The first quarter looks good so far.  Employers added 225,000 new jobs in January, an acceleration from 2019.  The unemployment rate ticked up 0.1% to 3.6%, but this is due to more workers coming into the labor force because job prospects are better, and employers are recruiting them more heavily.  Warmer weather contributed to the fastest pace of housing starts since 2007 and new homes sold hit 694,000 in December, up 10% year-over-year.  The consumer is in good shape as wages grew 3.1% in January.  We watch wage growth closely as it provides the cash flow for consumers to spend in future periods.

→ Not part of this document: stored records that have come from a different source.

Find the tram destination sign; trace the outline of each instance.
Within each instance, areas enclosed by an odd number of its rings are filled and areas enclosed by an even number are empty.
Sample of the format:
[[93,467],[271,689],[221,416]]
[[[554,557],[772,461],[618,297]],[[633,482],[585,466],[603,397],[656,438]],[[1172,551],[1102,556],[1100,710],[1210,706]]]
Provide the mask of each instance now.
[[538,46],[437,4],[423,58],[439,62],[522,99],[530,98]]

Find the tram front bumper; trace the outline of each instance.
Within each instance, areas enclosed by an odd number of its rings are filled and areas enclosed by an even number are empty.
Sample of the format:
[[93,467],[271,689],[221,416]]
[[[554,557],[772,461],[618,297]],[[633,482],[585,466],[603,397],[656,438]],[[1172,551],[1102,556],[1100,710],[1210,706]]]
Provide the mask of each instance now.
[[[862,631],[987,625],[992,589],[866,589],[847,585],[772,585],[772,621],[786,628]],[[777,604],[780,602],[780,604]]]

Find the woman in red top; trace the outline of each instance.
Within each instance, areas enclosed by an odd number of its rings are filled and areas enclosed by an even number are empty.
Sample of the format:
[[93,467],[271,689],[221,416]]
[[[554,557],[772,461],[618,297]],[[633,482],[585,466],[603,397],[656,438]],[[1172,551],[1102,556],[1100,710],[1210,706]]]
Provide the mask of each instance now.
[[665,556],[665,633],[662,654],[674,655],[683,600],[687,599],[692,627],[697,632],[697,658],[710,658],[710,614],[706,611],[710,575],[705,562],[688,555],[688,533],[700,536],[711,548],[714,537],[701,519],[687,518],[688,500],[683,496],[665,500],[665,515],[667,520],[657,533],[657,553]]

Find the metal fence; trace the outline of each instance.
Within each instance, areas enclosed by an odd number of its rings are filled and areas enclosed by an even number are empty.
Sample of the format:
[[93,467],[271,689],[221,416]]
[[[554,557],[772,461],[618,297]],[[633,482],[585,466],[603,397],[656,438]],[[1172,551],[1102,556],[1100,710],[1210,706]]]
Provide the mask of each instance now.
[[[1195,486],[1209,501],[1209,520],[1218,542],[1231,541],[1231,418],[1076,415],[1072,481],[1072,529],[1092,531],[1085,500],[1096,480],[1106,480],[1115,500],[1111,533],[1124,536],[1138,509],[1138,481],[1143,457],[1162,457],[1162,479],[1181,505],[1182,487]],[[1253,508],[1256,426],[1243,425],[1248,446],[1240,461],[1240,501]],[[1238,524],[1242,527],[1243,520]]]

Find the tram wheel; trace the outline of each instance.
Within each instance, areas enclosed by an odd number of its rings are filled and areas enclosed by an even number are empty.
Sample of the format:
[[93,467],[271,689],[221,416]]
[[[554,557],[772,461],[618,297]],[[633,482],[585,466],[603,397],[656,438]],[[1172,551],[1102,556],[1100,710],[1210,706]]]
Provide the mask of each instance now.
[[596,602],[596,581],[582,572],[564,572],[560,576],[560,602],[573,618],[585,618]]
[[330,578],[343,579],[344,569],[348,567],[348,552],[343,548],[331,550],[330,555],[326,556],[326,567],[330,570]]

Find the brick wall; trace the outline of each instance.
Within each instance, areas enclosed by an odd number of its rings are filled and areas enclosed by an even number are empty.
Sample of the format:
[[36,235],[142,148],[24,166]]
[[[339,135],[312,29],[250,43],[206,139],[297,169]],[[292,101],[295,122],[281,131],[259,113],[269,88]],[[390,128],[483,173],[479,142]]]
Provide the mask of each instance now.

Boeing is a wildcard in the first half of 2020.  The timing of relaunching the 737 MAX is in doubt as the company struggles to recertify the plane.  Analysts have estimated as much as 0.5% could be shaved off yearly GDP if the airplane remains grounded through the second quarter.

For now, the market appears to be concluding that the impact of the coronavirus and Boeing’s struggles are temporary.  Valuations remain stretched.  As of the February 14 issue of FactSet Earnings Insights authored by John Butters, the forward 12-month P/E ratio for the S&P 500 is 18.9, 13% above the 5-year average of 16.7 and 26% above the 10-year average of 15.0.  With 77% of companies reporting, fourth quarter earnings are projected to grow 0.9% and sales 3.6%.  Earnings are growing more slowly than sales due to the stronger dollar and labor cost pressures.  Analysts expect sales and earnings to accelerate as 2020 unfolds, with sales growing 5.2% and earnings 8% for the entire year.  Analysts are notoriously optimistic, but these estimates are more realistic than the roughly 10% earnings growth projected for 2020 just one quarter ago.

The market is expensive but there are some stocks available with the right growth and valuation balance.  In the face of slow short-term growth and uncertainly, building a portfolio of these selections is far better than investing in speculative businesses that rely solely on accelerating growth.